Bélgica y las contradicciones europeas

Kobe Bryant ha sido un gran jugador, controvertido por sus maneras para con sus compañeros y rivales y por su extraña y calculada manera de promocionar sus hazañas. Esta temporada, tras anunciar su retirada, los Lakers han hecho el ridículo mientras, sin participar en muchos partidos, Bryant se ha ido despidiendo de todos los campos de la NBA. Hasta que ha llegado el último partido, en Los Angeles, donde los 60 puntos del escolta han fascinado a los amantes de las estadísticas y los que no quieren ver más allá de las simples apariencias.

Kobe, genial individualista con larga escuela en la NBA, es uno de los iconos del siglo XXI. Nadie niega su calidad como jugador, pero las sombras que le rodean son suficientes para poner en duda su presunta grandeza.

Algo similar sucede con Bélgica, cabeza de Europa, ahora herida por los atentados del pasado 22 de marzo. Cuando paseas por el barrio europeo de Bruselas, te enfrentas a los edificios de la Unión Europea y las grandes embajadas, grandilocuentes y faraónicas manifestaciones que contrastan con la endeblez de la comunión entre países y ciudadanos. Por suerte, por allí cerca queda Maison Antoine y sus patatas fritas ayudan a superar el mal trago.

La pompa y boato de los edificios institucionales de la Unión Europea contrastan con las calles del centro de Bruselas donde, antes de los atentados, vi a más mendigos y pedigüeños que en ninguna otra ciudad de Europa y Norteamérica, incluida la Nueva York de los 80.

A ello se une un altísimo porcentaje de población de otras razas y religiones que, por lo que observé, apenas estaban integradas en los grupos con los que me fui topando en distintos cafés y cervecerías. Tras los atentados, incluso, me fijé y en la plaza de la Bolsa se podían distinguir grupos perfectamente estructurados en torno a una idea o manera de ver la vida.

Bélgica, como Francia, Reino Unido o Alemania, ha fracasado en la integración de las segunda y terceras generaciones de inmigrantes. Tras la Segunda Guerra Mundial, “importó” a numerosos habitantes del Norte de África por sus grandes carencias demográficas. Ahora, como hemos visto, la no integración de muchos nietos de aquellos que buscaron una vida mejor ha desembocado en un malsano clima de violencia, en el que también traslucen la taras de nuestros sistemas educativos, muelles, poco exigentes, que no crean ciudadanos sino almas amorales perfectamente moldeables.

Bélgica, por otro lado, está dividida en dos zonas, la flamenca y la valona, que, más que enfrentadas, se detestan. Su problema es aún más grave que el de Cataluña o Escocia, pero ello no impide que en todas las instituciones haya traductores de todo tipo y que se multipliquen por dos –o tres, si contamos la minúscula zona de habla alemana– muchas de sus instituciones.
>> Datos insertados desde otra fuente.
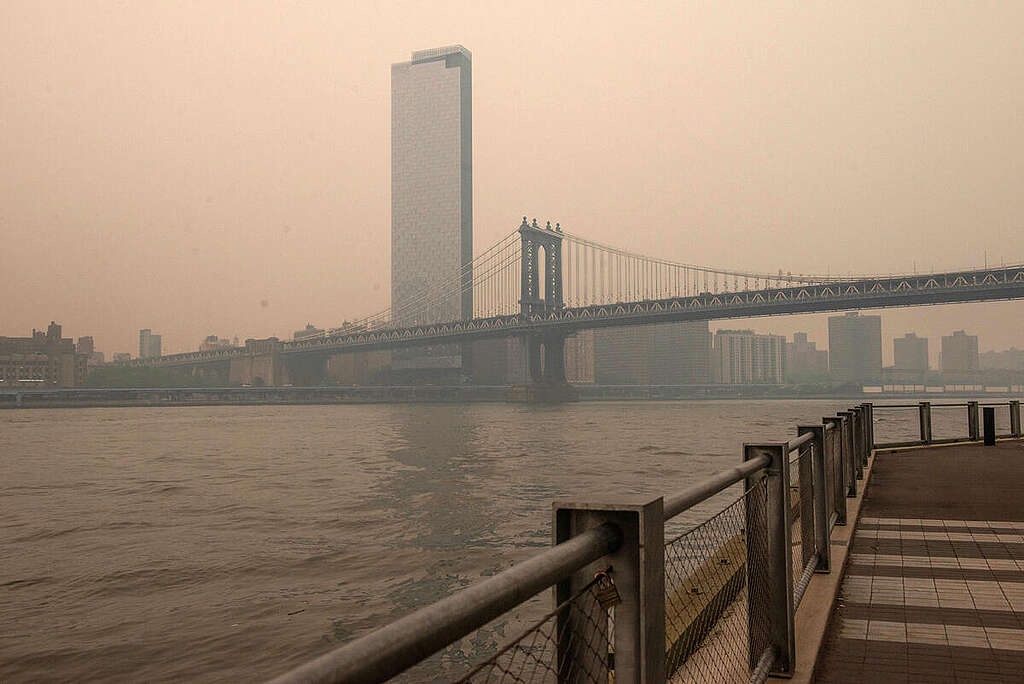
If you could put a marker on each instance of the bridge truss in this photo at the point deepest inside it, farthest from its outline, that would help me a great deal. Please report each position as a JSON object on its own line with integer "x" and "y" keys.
{"x": 543, "y": 281}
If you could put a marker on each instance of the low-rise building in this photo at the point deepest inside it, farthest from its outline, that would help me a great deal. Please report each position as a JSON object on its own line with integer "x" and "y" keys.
{"x": 212, "y": 343}
{"x": 43, "y": 359}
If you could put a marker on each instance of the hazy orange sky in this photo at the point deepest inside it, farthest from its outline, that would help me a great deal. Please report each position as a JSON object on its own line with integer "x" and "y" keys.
{"x": 170, "y": 165}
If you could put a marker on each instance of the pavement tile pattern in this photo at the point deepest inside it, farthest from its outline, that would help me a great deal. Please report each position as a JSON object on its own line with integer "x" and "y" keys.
{"x": 934, "y": 586}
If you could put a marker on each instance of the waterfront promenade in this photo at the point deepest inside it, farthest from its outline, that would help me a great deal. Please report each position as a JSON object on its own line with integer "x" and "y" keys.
{"x": 934, "y": 586}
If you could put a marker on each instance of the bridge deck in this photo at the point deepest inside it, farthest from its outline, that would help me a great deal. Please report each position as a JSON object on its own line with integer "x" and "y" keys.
{"x": 934, "y": 589}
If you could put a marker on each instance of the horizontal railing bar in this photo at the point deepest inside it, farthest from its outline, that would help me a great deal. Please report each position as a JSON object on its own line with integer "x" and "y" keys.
{"x": 698, "y": 493}
{"x": 395, "y": 647}
{"x": 797, "y": 442}
{"x": 896, "y": 444}
{"x": 934, "y": 405}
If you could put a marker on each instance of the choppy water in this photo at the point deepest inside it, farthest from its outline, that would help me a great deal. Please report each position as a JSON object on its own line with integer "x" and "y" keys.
{"x": 214, "y": 544}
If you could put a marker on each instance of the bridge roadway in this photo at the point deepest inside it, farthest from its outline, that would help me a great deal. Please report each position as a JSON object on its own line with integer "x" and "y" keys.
{"x": 934, "y": 585}
{"x": 953, "y": 287}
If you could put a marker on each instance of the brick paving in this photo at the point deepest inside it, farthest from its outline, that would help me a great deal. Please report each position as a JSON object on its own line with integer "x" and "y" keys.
{"x": 934, "y": 587}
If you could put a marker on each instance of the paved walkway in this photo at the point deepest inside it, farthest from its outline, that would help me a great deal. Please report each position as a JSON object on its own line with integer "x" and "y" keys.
{"x": 934, "y": 589}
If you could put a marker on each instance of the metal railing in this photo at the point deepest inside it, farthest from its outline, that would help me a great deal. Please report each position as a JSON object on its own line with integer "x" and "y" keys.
{"x": 947, "y": 422}
{"x": 717, "y": 602}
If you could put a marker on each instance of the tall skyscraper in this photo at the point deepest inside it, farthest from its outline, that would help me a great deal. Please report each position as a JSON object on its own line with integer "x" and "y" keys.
{"x": 910, "y": 352}
{"x": 431, "y": 197}
{"x": 148, "y": 344}
{"x": 855, "y": 348}
{"x": 741, "y": 356}
{"x": 803, "y": 358}
{"x": 960, "y": 352}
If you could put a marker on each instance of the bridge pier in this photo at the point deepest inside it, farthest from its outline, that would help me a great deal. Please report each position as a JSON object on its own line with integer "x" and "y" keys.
{"x": 546, "y": 377}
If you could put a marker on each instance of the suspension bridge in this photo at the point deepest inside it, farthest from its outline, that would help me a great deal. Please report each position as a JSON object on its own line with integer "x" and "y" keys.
{"x": 542, "y": 284}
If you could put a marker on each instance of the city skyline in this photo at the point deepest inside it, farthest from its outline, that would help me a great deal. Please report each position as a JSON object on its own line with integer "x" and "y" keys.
{"x": 265, "y": 213}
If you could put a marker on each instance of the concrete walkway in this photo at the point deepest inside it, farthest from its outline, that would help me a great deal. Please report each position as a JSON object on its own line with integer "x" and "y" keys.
{"x": 934, "y": 589}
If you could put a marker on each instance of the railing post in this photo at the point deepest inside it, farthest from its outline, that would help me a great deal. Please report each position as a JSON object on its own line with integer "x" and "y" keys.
{"x": 869, "y": 408}
{"x": 856, "y": 441}
{"x": 848, "y": 459}
{"x": 638, "y": 570}
{"x": 834, "y": 439}
{"x": 821, "y": 478}
{"x": 972, "y": 421}
{"x": 865, "y": 447}
{"x": 925, "y": 418}
{"x": 770, "y": 612}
Por algo Bélgica es el país de la UE con un mayor porcentaje de funcionarios.

Y, no lo olvidemos, en Europa disfrutamos un Estado de Bienestar que no podemos mantener si no dejamos de gastar en zarandajas. Por no hablar del olvido sistemático de los principios sobre los que nos hicimos ciudadanos en lugar de súbditos, siervos o fieles.

Bélgica, bien pensado, merece ser la capital de Europa porque es buen reflejo de todas nuestras miserias. Bélgica brilla cubierta por un magnífico oropel que puede fascinar a los crédulos pero que oculta gravísimos problemas y tremebundas incoherencias.

Por lo menos, sabemos que Kobe Bryant se ha retirado. ¿O no?